VisBrowse-Bench: Benchmarking Visual-Native Search for Multimodal Browsing Agents

Imagine you are hiring a detective to solve a mystery. In the past, you'd give the detective a stack of text files and ask them to find the answer. But the real world isn't just text; it's full of pictures, maps, and visual clues.

This paper introduces a new, tougher test for AI detectives called VisBrowse-Bench. Here is the breakdown in simple terms:

1. The Problem: The "Lazy Detective"

Current AI models (the detectives) are great at reading text, but they often cheat when it comes to pictures.

The Old Way: If you showed an AI a picture of a building and asked, "What was this before it was a museum?", the AI would just take a photo of the building, run it through a "reverse image search" tool, and read the Wikipedia title that pops up. It didn't actually look at the building; it just used a tool to find the name.
The Flaw: Once the AI gets the name (e.g., "Sapporo Beer Museum"), it stops looking at pictures. It switches to a text-only search to find the rest of the answer. It treats the visual world like a text book, ignoring the fact that real websites are full of images, charts, and visual layouts that you have to see to understand.

The Analogy: It's like asking a student to solve a math problem by looking at a graph, but the student just reads the title of the graph and then closes their eyes to do the math in their head. They miss the actual data.

2. The Solution: A New "Visual-Native" Test

The authors created VisBrowse-Bench, a new exam designed to force the AI to actually use its eyes throughout the whole process.

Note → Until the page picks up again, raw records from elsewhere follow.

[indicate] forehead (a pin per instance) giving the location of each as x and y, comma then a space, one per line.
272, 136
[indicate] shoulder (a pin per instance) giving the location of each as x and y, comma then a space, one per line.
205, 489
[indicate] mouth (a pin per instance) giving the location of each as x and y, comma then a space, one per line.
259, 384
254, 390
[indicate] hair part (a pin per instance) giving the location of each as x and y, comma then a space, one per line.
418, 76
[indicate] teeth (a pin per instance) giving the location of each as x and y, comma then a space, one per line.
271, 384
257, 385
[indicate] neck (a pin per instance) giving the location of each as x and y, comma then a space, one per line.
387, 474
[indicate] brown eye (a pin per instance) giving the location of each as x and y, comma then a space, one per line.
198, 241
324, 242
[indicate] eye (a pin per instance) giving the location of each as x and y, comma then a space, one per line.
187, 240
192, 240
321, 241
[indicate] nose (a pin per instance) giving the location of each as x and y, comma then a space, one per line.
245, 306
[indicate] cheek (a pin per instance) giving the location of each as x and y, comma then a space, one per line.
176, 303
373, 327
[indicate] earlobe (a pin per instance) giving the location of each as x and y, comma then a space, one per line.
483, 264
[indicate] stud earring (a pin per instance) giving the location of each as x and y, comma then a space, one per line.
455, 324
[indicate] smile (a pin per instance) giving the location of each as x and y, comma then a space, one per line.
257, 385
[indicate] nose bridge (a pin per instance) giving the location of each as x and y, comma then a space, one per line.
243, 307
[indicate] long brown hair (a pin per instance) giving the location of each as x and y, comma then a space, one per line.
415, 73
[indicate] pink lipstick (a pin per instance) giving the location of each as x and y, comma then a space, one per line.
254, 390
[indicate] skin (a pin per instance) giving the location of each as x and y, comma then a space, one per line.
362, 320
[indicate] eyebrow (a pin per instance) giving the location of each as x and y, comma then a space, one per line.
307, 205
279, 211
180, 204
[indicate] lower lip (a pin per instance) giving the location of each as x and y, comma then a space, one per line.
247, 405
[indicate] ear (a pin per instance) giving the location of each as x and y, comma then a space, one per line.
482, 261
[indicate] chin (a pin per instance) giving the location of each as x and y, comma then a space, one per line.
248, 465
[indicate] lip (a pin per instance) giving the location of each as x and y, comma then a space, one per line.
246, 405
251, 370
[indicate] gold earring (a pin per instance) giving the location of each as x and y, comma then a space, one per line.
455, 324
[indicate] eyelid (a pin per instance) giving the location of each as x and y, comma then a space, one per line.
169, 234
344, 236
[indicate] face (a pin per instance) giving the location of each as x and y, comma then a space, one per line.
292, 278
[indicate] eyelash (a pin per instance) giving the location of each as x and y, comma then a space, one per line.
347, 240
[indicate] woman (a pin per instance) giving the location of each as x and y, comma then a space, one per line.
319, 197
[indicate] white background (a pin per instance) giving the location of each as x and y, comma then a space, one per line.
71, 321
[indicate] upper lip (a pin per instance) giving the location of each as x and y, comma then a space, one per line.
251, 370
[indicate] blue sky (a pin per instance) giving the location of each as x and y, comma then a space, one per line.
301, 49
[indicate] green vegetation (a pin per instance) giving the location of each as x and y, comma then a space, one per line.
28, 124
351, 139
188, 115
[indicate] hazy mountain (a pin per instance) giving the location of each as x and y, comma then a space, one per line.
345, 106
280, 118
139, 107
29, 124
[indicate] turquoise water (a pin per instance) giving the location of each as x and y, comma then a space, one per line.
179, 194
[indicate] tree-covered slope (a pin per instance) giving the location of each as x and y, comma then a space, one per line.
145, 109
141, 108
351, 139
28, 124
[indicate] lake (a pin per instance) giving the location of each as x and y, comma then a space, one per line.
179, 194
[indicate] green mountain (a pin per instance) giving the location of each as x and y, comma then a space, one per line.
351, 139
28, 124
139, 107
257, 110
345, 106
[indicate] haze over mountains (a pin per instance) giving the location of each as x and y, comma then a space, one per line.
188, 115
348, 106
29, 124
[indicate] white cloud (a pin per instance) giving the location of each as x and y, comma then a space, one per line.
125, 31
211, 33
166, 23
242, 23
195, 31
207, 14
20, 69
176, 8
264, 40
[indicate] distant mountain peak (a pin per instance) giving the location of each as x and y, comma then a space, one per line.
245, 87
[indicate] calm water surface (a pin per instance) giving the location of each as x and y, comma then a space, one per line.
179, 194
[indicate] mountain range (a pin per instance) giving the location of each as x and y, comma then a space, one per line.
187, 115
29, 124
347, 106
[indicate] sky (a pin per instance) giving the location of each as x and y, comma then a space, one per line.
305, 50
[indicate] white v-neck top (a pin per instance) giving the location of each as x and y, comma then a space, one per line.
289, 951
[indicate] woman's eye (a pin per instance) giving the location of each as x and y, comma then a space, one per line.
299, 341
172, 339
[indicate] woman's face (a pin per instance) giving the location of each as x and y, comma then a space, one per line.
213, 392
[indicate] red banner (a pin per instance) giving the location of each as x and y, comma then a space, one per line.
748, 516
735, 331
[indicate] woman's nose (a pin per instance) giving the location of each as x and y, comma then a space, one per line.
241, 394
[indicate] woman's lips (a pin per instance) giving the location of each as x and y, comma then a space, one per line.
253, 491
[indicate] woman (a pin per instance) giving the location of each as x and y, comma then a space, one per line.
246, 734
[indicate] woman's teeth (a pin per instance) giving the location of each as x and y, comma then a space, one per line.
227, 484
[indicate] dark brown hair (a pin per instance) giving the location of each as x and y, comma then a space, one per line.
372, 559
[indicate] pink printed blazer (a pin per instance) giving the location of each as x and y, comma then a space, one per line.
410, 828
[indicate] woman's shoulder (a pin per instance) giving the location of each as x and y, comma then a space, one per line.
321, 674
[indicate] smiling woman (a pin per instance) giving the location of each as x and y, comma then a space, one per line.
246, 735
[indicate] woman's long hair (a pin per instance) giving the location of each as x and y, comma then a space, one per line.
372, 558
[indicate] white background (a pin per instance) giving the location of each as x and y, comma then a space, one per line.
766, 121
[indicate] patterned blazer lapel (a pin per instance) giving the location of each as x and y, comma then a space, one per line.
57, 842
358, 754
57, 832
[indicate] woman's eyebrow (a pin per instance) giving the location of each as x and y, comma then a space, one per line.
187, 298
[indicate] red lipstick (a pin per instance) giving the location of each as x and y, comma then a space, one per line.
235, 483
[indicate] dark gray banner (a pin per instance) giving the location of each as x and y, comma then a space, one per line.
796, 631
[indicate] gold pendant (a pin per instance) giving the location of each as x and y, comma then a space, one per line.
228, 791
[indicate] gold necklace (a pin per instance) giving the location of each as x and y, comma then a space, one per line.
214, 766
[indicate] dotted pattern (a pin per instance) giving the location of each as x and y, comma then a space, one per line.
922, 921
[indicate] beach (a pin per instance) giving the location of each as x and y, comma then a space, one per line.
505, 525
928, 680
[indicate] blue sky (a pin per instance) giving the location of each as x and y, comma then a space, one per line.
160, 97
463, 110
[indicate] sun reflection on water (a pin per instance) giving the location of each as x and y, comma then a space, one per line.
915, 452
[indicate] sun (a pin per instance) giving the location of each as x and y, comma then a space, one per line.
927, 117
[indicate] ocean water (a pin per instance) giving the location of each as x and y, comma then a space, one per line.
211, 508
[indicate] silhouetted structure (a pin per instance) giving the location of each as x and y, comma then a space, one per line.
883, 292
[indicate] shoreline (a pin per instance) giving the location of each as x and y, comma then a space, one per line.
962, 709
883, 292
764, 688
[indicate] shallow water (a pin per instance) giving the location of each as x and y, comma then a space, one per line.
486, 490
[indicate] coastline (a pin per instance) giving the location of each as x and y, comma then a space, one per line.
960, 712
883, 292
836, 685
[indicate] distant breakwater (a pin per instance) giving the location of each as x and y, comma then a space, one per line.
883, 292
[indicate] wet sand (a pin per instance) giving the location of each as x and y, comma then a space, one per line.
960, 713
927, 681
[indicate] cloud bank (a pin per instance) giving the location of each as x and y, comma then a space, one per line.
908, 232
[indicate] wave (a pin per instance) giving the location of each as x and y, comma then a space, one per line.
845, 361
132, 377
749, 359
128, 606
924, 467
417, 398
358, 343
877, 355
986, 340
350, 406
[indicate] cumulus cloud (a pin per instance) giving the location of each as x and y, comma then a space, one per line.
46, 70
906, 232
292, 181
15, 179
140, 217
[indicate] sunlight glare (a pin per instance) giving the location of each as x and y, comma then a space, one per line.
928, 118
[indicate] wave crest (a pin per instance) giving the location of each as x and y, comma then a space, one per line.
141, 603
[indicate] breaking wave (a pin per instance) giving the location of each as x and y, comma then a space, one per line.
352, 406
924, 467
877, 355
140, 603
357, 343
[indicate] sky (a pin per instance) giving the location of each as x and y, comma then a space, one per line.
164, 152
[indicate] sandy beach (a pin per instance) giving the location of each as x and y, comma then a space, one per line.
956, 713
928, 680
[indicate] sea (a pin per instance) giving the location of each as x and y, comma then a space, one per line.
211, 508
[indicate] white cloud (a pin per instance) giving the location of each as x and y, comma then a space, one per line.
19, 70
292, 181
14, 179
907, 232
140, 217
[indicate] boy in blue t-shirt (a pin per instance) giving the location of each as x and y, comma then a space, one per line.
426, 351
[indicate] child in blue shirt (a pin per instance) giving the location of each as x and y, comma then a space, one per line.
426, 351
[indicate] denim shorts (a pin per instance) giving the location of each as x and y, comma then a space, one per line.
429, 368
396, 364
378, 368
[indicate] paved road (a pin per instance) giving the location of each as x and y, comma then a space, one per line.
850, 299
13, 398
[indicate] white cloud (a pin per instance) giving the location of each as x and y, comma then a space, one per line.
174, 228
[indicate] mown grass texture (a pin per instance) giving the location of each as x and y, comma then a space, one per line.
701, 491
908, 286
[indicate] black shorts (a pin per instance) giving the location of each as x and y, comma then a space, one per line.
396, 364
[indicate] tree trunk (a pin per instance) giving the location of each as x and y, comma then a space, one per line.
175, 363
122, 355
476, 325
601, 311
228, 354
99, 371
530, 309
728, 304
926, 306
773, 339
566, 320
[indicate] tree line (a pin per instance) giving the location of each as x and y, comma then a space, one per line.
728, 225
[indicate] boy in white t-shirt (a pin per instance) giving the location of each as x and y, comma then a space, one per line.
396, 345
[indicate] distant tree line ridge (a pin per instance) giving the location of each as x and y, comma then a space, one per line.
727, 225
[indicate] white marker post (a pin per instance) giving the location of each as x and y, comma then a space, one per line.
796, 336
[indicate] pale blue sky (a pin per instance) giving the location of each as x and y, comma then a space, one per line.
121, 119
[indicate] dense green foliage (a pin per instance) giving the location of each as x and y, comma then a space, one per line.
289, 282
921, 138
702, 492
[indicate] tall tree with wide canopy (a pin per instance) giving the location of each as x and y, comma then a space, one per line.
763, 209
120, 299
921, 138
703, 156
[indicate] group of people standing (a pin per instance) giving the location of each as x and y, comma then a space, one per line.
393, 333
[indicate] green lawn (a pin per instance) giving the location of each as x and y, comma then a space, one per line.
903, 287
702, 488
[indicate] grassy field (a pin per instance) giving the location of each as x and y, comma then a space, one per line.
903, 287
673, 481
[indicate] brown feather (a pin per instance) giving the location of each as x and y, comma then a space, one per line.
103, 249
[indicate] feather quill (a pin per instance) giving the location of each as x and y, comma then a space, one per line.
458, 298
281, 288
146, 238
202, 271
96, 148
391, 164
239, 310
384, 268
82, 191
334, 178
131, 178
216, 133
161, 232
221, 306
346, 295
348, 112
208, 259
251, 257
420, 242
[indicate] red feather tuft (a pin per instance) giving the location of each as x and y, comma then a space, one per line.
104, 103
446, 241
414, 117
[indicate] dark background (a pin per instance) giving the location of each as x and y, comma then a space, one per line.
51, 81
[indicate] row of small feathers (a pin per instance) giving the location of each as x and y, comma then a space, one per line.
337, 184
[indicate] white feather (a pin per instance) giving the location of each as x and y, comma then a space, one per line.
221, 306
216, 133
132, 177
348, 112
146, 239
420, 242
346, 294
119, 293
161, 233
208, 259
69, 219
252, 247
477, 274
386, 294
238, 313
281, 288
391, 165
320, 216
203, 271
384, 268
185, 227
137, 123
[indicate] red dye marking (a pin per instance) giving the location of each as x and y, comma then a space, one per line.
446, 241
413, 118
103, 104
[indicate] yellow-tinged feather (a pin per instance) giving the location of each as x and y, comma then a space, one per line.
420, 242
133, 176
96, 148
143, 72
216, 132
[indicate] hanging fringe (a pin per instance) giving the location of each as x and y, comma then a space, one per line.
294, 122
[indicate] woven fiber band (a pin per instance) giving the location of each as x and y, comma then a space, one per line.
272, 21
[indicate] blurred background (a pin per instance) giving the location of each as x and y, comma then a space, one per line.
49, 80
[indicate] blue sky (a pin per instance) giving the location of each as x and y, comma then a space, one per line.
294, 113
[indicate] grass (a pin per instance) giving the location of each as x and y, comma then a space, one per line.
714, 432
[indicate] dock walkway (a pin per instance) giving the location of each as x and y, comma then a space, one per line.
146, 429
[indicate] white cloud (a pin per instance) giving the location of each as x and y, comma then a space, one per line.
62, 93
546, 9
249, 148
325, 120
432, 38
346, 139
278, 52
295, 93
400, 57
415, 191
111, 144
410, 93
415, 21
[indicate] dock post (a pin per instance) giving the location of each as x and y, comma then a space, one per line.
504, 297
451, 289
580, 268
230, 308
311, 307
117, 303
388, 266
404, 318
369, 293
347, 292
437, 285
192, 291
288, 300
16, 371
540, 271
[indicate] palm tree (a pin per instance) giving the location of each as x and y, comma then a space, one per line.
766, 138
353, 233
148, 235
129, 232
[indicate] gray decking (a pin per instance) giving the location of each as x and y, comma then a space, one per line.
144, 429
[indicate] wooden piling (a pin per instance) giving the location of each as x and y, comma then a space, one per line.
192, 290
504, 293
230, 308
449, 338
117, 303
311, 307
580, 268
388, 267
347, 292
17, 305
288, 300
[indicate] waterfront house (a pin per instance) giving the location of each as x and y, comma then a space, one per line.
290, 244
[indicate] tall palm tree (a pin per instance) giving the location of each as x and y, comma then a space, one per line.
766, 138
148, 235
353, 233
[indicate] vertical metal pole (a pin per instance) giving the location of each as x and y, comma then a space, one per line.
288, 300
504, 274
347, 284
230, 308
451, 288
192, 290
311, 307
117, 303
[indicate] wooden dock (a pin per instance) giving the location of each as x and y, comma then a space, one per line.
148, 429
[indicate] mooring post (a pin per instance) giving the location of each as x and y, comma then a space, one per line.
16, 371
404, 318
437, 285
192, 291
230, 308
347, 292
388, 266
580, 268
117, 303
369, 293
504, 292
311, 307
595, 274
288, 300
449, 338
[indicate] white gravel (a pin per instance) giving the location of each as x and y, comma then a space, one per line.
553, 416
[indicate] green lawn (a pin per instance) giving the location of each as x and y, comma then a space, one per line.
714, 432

The Setup: They created 169 tricky questions. Each question starts with a picture, but the answer isn't in the picture's caption.
The Trap: To get the answer, the AI has to:
1. Look at the first picture to find a clue.
2. Go to a website.
3. Find a new picture on that website that holds the next clue.
4. Look at that new picture to find a specific detail (like the color of a tie or the number on a jersey).
5. Go to another website, find another picture, and so on.

The Analogy: Imagine a scavenger hunt where you can't just read the clues; you have to find specific objects hidden in photos on different websites. If you close your eyes and just read the text, you fail. You have to keep your "eyes" open the whole time.

3. The New "Toolbelt"

To help the AI, the researchers gave it a special digital toolbelt with five tools:

Text Search: Like Googling words.
Image Search: Like finding pictures based on a description.
Reverse Image Search: Like uploading a photo to find where it came from.
Image Crop: Like using a magnifying glass to zoom in on a tiny part of a photo.
Webpage Visit: Like opening a link to read the page.

The goal was to see if the AI could pick the right tool at the right time and switch between looking at text and looking at pictures seamlessly.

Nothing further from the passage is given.